No es casualidad que una parte importante de los debates actuales dentro del gremio gire precisamente en torno a la utilidad de la Historia (Corti y otros 2018; Gruzinski 2018).Es, en definitiva, la misma pregunta (“¿para qué sirve la Historia?”) que encabezaba las reflexiones de Marc Bloch en su extraordinario ensayo sobre “el oficio de historiador”, pero sin duda las respuestas no pueden ser hoy exactamente las mismas, al menos en toda su extensión. Entre otras cosas porque las reflexiones del co-fundador de Annales se desplegaban desde la clandestinidad antifascista, un presente obviamente terrible, pero con claridad en los objetivos y preñado de esperanzas de un futuro mejor.
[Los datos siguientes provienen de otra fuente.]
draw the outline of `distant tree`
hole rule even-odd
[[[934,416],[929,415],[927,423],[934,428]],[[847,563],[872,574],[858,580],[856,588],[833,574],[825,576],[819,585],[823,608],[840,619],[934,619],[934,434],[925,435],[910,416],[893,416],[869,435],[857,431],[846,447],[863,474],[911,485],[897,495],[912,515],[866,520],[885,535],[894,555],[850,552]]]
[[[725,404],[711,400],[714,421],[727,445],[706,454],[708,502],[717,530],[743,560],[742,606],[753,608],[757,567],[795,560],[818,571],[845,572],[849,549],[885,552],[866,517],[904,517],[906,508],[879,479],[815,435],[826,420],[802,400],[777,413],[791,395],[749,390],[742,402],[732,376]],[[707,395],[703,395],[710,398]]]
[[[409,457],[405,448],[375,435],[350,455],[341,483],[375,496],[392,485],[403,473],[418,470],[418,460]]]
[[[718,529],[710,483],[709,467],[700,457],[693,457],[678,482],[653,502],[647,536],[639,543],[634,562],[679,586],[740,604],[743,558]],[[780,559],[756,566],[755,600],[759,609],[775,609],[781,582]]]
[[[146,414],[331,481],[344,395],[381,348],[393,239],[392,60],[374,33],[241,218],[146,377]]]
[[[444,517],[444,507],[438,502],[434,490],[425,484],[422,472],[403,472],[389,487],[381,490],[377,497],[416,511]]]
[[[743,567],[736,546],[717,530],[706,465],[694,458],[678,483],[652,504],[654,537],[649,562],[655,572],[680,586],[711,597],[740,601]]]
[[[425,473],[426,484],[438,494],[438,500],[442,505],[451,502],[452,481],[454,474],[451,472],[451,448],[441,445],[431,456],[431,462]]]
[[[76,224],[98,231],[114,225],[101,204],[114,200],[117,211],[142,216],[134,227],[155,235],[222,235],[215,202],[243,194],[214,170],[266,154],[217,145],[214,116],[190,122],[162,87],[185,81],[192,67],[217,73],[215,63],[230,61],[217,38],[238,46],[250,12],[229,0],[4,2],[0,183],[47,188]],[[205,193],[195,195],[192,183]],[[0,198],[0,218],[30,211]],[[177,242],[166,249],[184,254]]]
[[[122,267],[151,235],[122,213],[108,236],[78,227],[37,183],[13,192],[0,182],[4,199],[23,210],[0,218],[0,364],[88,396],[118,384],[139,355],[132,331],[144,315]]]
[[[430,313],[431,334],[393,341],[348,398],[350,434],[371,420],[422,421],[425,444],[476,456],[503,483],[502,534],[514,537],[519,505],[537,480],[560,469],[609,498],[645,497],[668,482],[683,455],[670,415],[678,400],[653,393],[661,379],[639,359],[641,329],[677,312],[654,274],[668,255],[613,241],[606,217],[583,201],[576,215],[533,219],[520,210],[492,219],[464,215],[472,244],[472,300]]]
Ahí, paradójicamente, reside una de las claves fundamentales de la superación de la crisis que, como decía Hunt, no es solo académica, porque la historiografía se alimenta de las contradicciones y las exigencias de la historia real. Afirma Gruzinski que “se construyen pasados para crear sentido, es decir, para dotarse de unas referencias que permitan afrontar mejor las incertidumbres del presente”. Pero -añade- “¿por qué no delos futuros?” (Gruzinski 2018). Tal vez superar la crisis de la Historia pase, como decía Fontana, por “repolitizarla”, implantarla políticamente en el mejor sentido de la palabra, para que -sin dejar de interesarse por cada aspecto de la vida humana- hacer que deje de recrearse en lo que Voltaire llamaba “ilustres bagatelas” y que plantee -con todos los matices necesarios y sin ninguno de los reduccionismos esterilizantes- los grandes problemas de las colectividades humanas, siendo capaz de vincularlos a las posibles salidas del presente distópico que vivimos (Erice 2020). Por eso una pregunta clave, sin duda la de más difícil respuesta, es la que encabeza estas líneas: “¿qué pasados para qué futuro?”.
Francisco Erice
Historia Contemporánea
Universidad de Oviedo
Referencias
P. Corti, y otros (2018): La utilidad de la historia. Gijón, Trea.; F. Erice (2020): En defensa de la razón. Contribución a la crítica del posmodernismo. Madrid, Siglo XXI de España; M. Foucault (1992): Genealogía del racismo. De la guerra de razas al racismo de Estado, Madrid, Endymion; S.Gruzinski (2018): ¿Para qué sirve la historia? Madrid, Alianza; L. Hunt(2022): La escritura de la Historia en la era global. Valencia, PUV; L. Hunt, ed. (1989): The New Cultural History. Berkeley, University of California Press; G.Noiriel (1997): Sobre la crisis de la historia. Madrid, Cátedra / Frónesis; K. Pomian (2007): Sobre la historia. Madrid, Cátedra.